The real shame in the Raitt scandal

Unstable minority governments mean that ministers are always jockeying for position

by Paul Wells on Friday, June 12, 2009 9:00am - 34 Comments

The real shame in the Raitt scandalWhat I love most about Ottawa is the way everyone keeps their eye on the ball.

Here’s Lisa Raitt, the natural resources minister, chatting with her press secretary about problems at the Chalk River plant, which looks like the bargain-basement plywood set of Lost In Space and manages to produce most of the world’s medical isotopes. When it’s working right. Which lately it hasn’t been.

Raitt’s conversation with her assistant was recorded, apparently by accident. The recording went astray and wound up in a reporter’s hands. (We’re everywhere.) After many months of waiting for the mislaid recorder’s owner to claim it, the reporter, Stephen Maher, wrote about its contents. Raitt’s press secretary, currently between jobs, went to court to stop the reporter writing about the recording. She lost. The story came out. A few days’ distraction.
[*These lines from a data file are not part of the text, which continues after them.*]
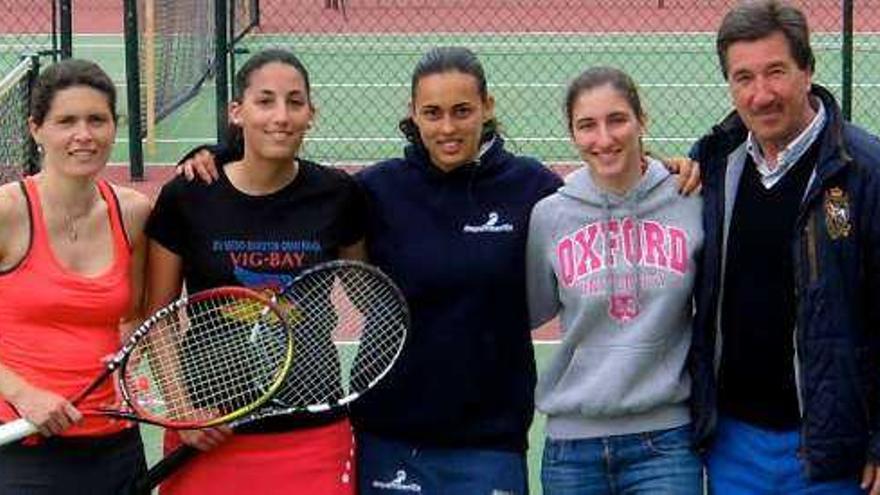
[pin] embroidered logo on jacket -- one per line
(837, 218)
(398, 484)
(491, 225)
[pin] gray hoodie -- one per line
(619, 271)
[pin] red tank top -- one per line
(57, 325)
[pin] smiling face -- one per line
(274, 112)
(606, 132)
(769, 90)
(450, 112)
(77, 132)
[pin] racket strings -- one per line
(210, 358)
(348, 328)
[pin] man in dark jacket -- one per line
(787, 332)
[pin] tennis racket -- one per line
(202, 360)
(349, 323)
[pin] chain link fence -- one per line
(18, 152)
(29, 32)
(360, 54)
(29, 27)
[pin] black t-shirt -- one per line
(227, 237)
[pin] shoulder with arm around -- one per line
(14, 222)
(135, 209)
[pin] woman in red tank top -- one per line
(71, 269)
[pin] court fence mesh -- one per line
(360, 54)
(18, 153)
(39, 31)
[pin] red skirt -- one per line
(317, 461)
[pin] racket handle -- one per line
(16, 430)
(163, 469)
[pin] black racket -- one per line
(203, 360)
(349, 323)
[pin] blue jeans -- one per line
(658, 462)
(392, 467)
(748, 460)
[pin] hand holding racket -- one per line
(349, 323)
(203, 360)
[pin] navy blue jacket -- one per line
(455, 243)
(837, 286)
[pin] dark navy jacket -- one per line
(455, 243)
(837, 286)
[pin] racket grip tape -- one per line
(163, 469)
(16, 430)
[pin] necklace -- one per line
(70, 222)
(70, 226)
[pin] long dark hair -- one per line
(234, 136)
(596, 77)
(441, 60)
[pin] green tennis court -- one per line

But here’s the thing. In the recorded chat, Raitt is strikingly preoccupied with how the trouble at Chalk River will be perceived, instead of with what it is. Why wouldn’t her colleague Leona Aglukkaq, the health minister, chip in a quote for a press release? “I think her staff is trying to shield her.” Why? “They’re terrified of the issues.” But then she thinks about all this for a moment. “You know what? Good. Because when we win on this, I get all the credit.”

There’s no point getting on too much of a high horse about all this. Everybody likes to get credit, and in politics when you enhance your reputation by doing good it puts you in a position to do more good. But that conversation was recorded in January. And since it is now five months since Raitt was so eager to be thanked, it would be cheering if she had done more in that time that deserved thanks. No such luck: Chalk River was shut down after she made these comments, it remains shut down, and there is no reason for optimism about its chances of starting back up any time soon.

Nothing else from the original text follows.